San Paolo, nella seconda lettura, spinge ancora più in profondità questa visione, ricordandoci che Dio non sceglie secondo i criteri del mondo. La felicità non può fondarsi sull’importanza personale, sul successo o sull’apparire. Se la nostra gioia dipende dall’essere impressionanti, non troveremo mai riposo. La vera felicità, dice Paolo, nasce dal sapere che è Dio stesso ad averci posti in Cristo. Essa non si conquista, ma si riceve; non nasce dai nostri meriti, ma dalla scelta di Dio, che rende stabile la nostra gioia perché non dipende più da noi.
Nel Vangelo, Gesù proclama le Beatitudini, rivelando che la felicità si trova proprio dove il mondo non guarda.
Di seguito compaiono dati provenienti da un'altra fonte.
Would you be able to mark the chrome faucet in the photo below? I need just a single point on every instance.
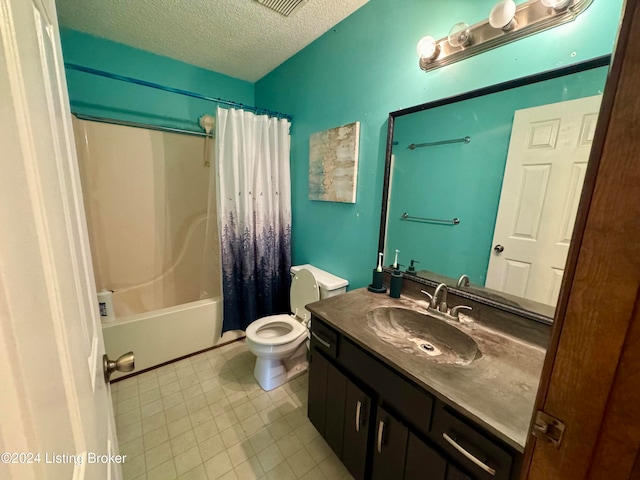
(463, 281)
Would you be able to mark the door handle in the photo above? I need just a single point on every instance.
(457, 446)
(380, 435)
(124, 363)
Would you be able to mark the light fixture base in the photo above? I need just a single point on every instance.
(530, 17)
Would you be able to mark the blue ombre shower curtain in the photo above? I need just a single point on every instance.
(254, 211)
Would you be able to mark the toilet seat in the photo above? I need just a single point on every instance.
(296, 329)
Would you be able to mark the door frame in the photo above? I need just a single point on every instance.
(589, 379)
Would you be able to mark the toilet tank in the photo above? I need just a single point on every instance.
(329, 284)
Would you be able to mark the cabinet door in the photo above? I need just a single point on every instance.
(357, 420)
(335, 411)
(424, 463)
(390, 447)
(454, 474)
(318, 373)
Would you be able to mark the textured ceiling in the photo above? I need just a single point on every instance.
(240, 38)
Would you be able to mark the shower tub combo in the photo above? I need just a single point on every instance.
(154, 240)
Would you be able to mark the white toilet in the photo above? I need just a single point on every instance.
(280, 342)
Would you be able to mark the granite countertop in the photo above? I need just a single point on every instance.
(497, 390)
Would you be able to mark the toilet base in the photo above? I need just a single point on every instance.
(271, 373)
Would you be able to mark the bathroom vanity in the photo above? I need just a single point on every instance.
(391, 408)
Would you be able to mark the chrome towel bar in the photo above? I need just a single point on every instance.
(406, 216)
(413, 146)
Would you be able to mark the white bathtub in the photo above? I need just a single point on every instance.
(164, 335)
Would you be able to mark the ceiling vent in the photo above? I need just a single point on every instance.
(285, 7)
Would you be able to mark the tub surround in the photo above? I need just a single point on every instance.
(497, 391)
(164, 335)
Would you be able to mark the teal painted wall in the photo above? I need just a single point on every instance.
(93, 95)
(462, 180)
(365, 68)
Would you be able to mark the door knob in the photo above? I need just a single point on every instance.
(124, 363)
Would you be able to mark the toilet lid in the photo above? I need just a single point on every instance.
(304, 290)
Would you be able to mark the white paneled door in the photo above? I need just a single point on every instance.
(56, 419)
(543, 178)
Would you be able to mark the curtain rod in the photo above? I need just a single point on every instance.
(125, 123)
(144, 83)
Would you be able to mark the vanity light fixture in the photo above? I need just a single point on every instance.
(557, 5)
(428, 49)
(460, 35)
(507, 22)
(503, 15)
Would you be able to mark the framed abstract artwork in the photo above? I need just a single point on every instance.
(333, 164)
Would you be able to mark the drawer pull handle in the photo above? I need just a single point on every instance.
(380, 434)
(322, 341)
(482, 465)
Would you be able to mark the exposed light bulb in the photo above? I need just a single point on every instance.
(502, 15)
(427, 48)
(556, 4)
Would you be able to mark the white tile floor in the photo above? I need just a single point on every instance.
(205, 417)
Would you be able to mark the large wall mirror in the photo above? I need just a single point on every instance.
(487, 185)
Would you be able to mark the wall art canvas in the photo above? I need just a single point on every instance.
(333, 164)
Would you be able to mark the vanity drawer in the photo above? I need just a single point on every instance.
(324, 338)
(471, 449)
(411, 403)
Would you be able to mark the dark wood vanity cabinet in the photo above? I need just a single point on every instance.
(384, 427)
(390, 447)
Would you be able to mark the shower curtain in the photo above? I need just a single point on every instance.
(254, 211)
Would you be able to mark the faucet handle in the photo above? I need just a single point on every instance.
(427, 294)
(455, 311)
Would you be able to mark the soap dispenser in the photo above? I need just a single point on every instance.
(412, 269)
(395, 286)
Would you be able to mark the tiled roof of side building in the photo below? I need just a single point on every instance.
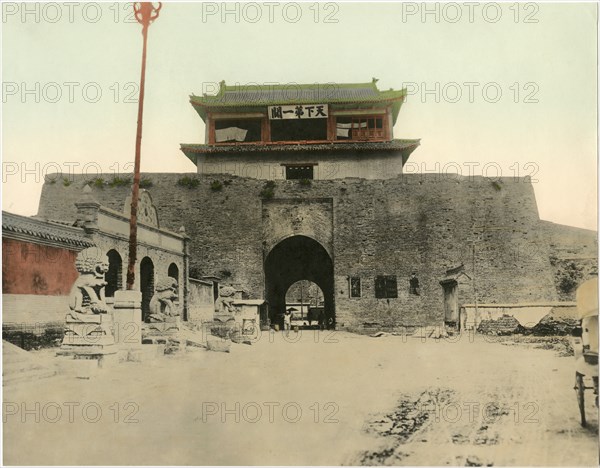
(43, 231)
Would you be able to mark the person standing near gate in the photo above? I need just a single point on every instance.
(287, 321)
(414, 284)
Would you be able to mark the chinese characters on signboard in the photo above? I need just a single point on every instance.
(298, 111)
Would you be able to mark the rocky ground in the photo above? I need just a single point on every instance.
(318, 398)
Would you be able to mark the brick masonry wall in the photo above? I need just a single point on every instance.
(423, 223)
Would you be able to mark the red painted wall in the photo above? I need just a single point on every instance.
(36, 269)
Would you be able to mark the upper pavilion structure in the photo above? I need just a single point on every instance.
(301, 131)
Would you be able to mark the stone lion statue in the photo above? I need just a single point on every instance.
(87, 293)
(162, 304)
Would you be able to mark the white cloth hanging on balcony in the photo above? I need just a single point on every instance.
(230, 134)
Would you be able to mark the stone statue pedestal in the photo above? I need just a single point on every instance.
(128, 318)
(88, 335)
(169, 328)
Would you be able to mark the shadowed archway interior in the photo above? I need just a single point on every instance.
(293, 259)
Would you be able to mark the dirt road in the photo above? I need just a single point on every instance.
(321, 398)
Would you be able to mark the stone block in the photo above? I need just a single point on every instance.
(78, 368)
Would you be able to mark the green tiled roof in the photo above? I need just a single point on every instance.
(249, 97)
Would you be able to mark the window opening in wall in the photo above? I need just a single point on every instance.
(355, 286)
(386, 287)
(299, 171)
(360, 128)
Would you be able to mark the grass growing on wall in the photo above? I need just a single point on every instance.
(189, 182)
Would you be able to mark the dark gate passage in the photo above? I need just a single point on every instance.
(293, 259)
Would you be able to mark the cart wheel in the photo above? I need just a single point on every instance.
(579, 391)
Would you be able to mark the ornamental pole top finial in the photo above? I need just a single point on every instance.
(146, 12)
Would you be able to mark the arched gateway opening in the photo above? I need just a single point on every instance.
(293, 259)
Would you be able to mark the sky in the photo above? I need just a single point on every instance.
(494, 89)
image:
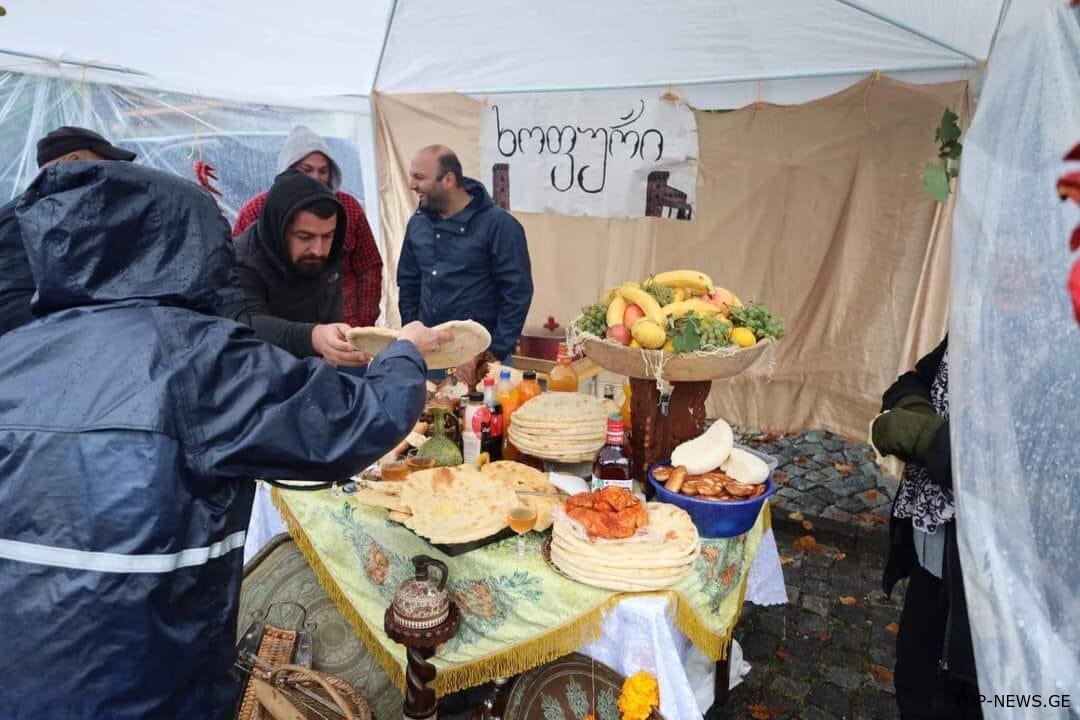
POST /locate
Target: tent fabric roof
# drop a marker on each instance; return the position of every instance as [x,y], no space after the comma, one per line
[279,52]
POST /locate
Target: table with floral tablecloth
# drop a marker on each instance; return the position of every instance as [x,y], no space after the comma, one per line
[516,613]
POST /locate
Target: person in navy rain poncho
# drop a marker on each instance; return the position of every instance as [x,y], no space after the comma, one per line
[132,421]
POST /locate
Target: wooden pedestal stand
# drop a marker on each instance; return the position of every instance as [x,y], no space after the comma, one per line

I poveri in spirito, i miti, gli afflitti, i puri di cuore sono chiamati beati perché sono aperti a Dio e liberi dall’illusione dell’autosufficienza. Gesù insegna che la felicità non è l’assenza della sofferenza, ma la presenza di Dio dentro di essa. Per questo l’invito finale è sorprendente: gioire ed esultare, non perché la vita sia facile, ma perché Dio è vicino, fedele, e promette una pienezza che nulla può togliere.